A young lawyer was named co-winner of a competition run by the Tax Policy Scholarship Charitable Trust (TPSCT) after outlining fundamental reform of how companies and their shareholders are taxed.
Treasury’s Matt Woolley impressed judges with his proposal and joined fellow winner, Talia Smart from Inland Revenue (IRD), in receiving $7000.
He was one of three lawyers – Chris Park (KPMG) and Nicholas Coyle (IRD) were the others – among the competition finalists.
Woolley discussed a fully integrated tax system that attributes all company income to shareholders.
Under that approach, businesses would pay tax on behalf of shareholders based on their marginal rates.
Woolley pointed out full corporate-personal income tax integration would deliver a noticeable improvement in New Zealand’s overall economic wellbeing, as it would address the distortions created by the different tax treatments for businesses currently in place.
It would decrease the excess burden of income tax and increase company tax revenue, while improving vertical and horizontal equity and allowing realised capital gains to be distributed without being taxed, he said.
Woolley felt technology improvements meant something similar to the PIE regime could be a feasible approximation for full integration.

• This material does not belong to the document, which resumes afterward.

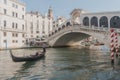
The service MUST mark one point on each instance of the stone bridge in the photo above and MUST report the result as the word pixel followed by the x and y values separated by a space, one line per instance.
pixel 73 34
pixel 74 30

Smart’s proposal looked at removing the business income exemption for charities.
Park revisited the idea of a land tax and Coyle’s presentation reconsidered the claw back of interest deductions. Both received $1000.
Presentations were judged by a panel comprising TPSCT chair and former PwC chair John Shewan, ex-Bell Gully tax partner Joanne Hodge, former IRD deputy commissioner Robin Oliver, Victoria University Business School dean Bob Buckle and ex-secretary of Treasury John Whitehead.
Tax professionals under the age of 35 were invited by the TPSCT to submit proposals that outlined a significant reform of the tax system. Twenty-five entries were received.
The TPSCT was established in 2012 by Tax Management NZ and its founder Ian Kuperus to inspire the next generation of leaders in New Zealand tax policy and administration.